BD : Ô vous, frères humains

Auteur : Luz (d’après Cohen)

Editeur : Futuropolis

“Un enfant juif rencontre la haine le jour de ses dix ans. J’ai été cet enfant.” En deux courtes phrases, Albert Cohen livrait, en quatrième de couverture de Ô vous, frères humains (1972), l’essentiel de son propos.


Et c’est dans une adaptation écorchée vive du manifeste humaniste de cet écrivain suisse romand du XXe siècle que le dessinateur Luz parvient à exprimer certaines angoisses qui subsistent toujours en lui depuis cet attentat du 7 janvier 2015 qui emporta ses copains de Charlie Hebdo.


S’il s’était déjà exprimé à chaud dans Catharsis (chez le même éditeur), pour éviter la folie et en ne parlant que de lui-même, c’est dans un tout autre type de bande dessinée qu’il se libère une nouvelle fois, de manière sans doute mieux canalisée. Avec Ô vous, frères humains, il a pu, comme il le dit lui-même, creuser dans ses décombres avec la pelle d’un autre.

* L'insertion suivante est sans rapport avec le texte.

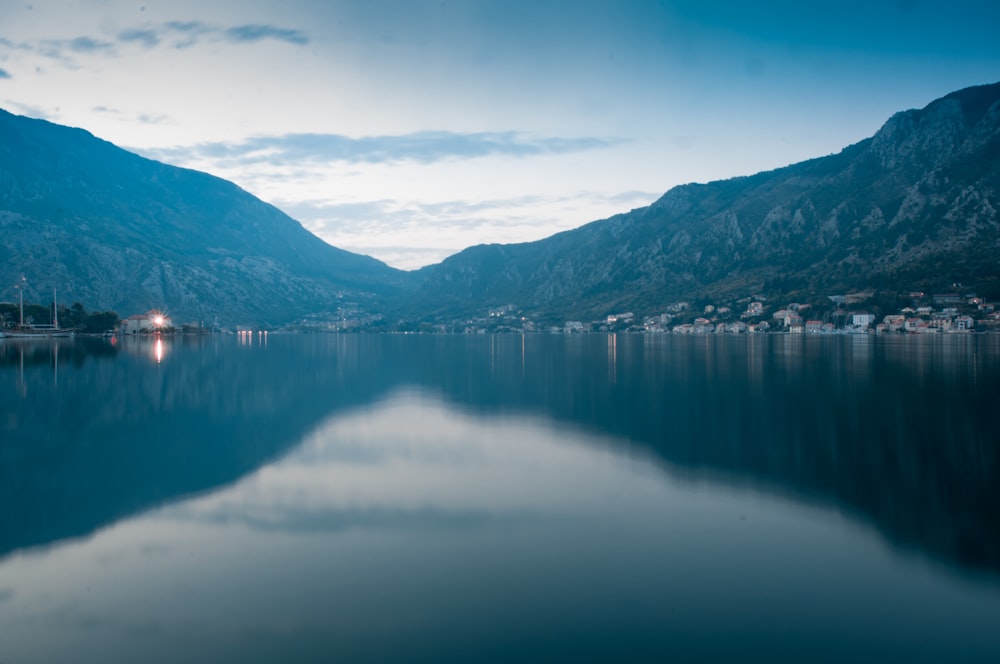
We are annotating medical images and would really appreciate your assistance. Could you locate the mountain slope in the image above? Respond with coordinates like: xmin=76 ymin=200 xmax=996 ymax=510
xmin=0 ymin=111 xmax=406 ymax=323
xmin=419 ymin=83 xmax=1000 ymax=316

On trouve ici une alternance contrastée entre un trait linéaire poétique - presque à la Sempé - qui décrit très bien l’innocence de l’enfance, et un basculement vers le distordu et le sombre. Les angoisses du petit protagoniste se font alors cauchemardesquement surréalistes, les mises en page se font expressionnistes, évoquant les audaces de Will Eisner dans sa période de maturité.

Oppression, incompréhension, désarroi et bribes d'espoir, ces émotions brillamment décrites par Albert Cohen ont trouvé en Luz plus qu’un simple “adaptateur”. L’oeuvre se découvre une nouvelle forme, tout aussi forte que la première.


Une introspection torturée qui aura été doublement sublimée, transformée en belle réponse à la haine et autres folies du monde… cela reste néanmoins un appel au secours et à la raison des bourreaux, volontaires ou involontaires.